High School Diploma Could Soon Be Optional For High School Teachers In Wisconsin

522329065Something is rotten in the state of Wisconsin. Actually, several somethings are, but the rotten thing currently at the forefront is the state’s education system. One provision crammed into a package of K-12 budget that was passed by the legislative budget committee at 1:30 in the morning last week upends the state’s current system for licensing teachers — by saying, in essence, that teacher training and licensure is just a frivolous frill that no one really needs.

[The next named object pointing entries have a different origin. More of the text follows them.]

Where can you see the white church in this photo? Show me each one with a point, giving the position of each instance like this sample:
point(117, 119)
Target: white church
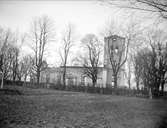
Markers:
point(75, 74)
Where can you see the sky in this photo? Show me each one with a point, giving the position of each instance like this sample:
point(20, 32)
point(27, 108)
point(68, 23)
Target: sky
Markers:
point(87, 16)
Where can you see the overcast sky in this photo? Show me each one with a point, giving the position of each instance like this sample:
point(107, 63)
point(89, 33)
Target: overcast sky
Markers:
point(87, 16)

According to the Milwaukee Journal-Sentinel, the provision proposed by Republican state rep Mary Czaja would allow anyone with a bachelor’s degree but not a teacher’s license to teach any subject to middle and high school students. You went to college and majored in history? Congratulations: if this measure passes the full legislature, you’ll now be qualified to teach history in the state of Wisconsin. Oh, and English, science, and math, if you’re so inclined. You got a bachelor’s degree, what else is there to know?!

And that’s not all. If a school district decides that an individual has ‘relevant experience’ in an area outside of the main core subjects (English, math, social studies, and science), they can hire that person to teach, regardless of whether or not he has a bachelor’s degree … or even a high school diploma. What constitutes relevant experience? That’s up to each district, which I’m sure is a very comforting thought to the thousands of qualified teachers in the state of Wisconsin.

This measure was purportedly slipped into the budget to help rural schools get themselves staffed, but it’s definitely not something rural schools were asking for. The Journal-Sentinel quotes Jerry Fiene, the executive director of the state Rural Schools Alliance, as: “Heavens no.” According to Fiene, rural schools have been wanting the freedom to staff licensed teachers in cross-subject areas — not looking to have the walls come down completely. But hey, why only throw out the bathwater when you can get rid of that pesky baby too?

Having been a teacher (in the state of Wisconsin, no less), let me say: having a bachelor’s degree in your subject area is not enough. You can be good at math — you can be so great at math — and still be the world’s worst math teacher. I don’t know if Czaja is the kind of person who walks around saying that teachers are just glorified babysitters, or that anyone could walk into a classroom of 30 kids and teach them English, no big deal, but this is the kind of attitude that leads people to think that a provision undermining licensing requirements is a cool idea. Sorry, no: teachers need pedagogical training to actually do pedagogy at kids. Managing a classroom and effectively communicating information aren’t something you learn how to do with any amount of ‘relevant experience’ in art or Spanish or music.